Support Questions

Find answers, ask questions, and share your expertise
Announcements
Celebrating as our community reaches 100,000 members! Thank you!

Is compression used for Hive temporary tables?

avatar
Super Collaborator

Assuming compression is enabled of course.

1 ACCEPTED SOLUTION

avatar
Guru

@Terry Padgett These are stored as uncompressed text files.

View solution in original post

6 REPLIES 6

avatar
Guru

@Terry Padgett These are stored as uncompressed text files.

avatar
Master Guru

Which temporary tables are we talking about?

Tables you create with CREATE TEMPORARY TABLE?

These can have any storage format you want. So you you create it as ORC it definitely WILL be compressed.

Or what do you mean with "compression is enabled" ?

https://cwiki.apache.org/confluence/display/Hive/LanguageManual+DDL#LanguageManualDDL-Create/Drop/Tr...

There are also some internal structures for example the dataset that is generated by the Tez job before Hiveserver2 returns it to the client. This can be text or sequence file ( configurable ) but I heard there is a jira to use ORC for it instead.

avatar
Super Collaborator

@Benjamin Leonhardi Yes, these are Hive temporary tables. The feature is new'ish and I wanted to know if there are any surprises not mentioned in the language manual. Memory is one of the options for temporary table storage and I want to see if it is possible to fit the tables into memory. The tables are short-lived so I don't think ORC is a realistic choice at the moment but that could change.

avatar
Master Guru

What do you mean with memory? As far as I know a temporary table is just like any other table with the one exception that it will be cleaned up when the session ends. So you can choose any storage format but it will be HDFS. So it depends. If you only need it once I would agree ORC is most likely not good but if you create a temp tables once and then query it a couple of times ORC definitely makes sense to me .

Edit: Interesting You could use the HDFS storage policies here. Do you have a cluster that has been setup like this? You could still use any kind of storage you want compressed or not and I still think that ORC will be good if you use your temporary table a couple times.

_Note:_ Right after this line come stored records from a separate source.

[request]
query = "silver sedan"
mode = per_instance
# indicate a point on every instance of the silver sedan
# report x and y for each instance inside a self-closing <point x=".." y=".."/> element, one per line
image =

Starting in Hive 1.1.0 the storage policy for temporary tables can be set to memory, ssd, or default with the hive.exec.temporary.table.storage configuration parameter (see HDFS Storage Types and Storage Policies).

avatar
Guru
@Terry Padgett

If you want to store these temporary tables as ORC, it is still possible. Here is an example.

create temporary table tp1 stored as orcfile as select count(*) from table_params;

My earlier answer was whether the text format which is default is compressed on hdfs.

avatar
Super Collaborator

Ya @Ravi Mutyala , the temporary tables are only in use for a few minutes. My concern is also about any additional time being spent when writing the table as ORC. Probably have to run a bake off to see how it works in this case.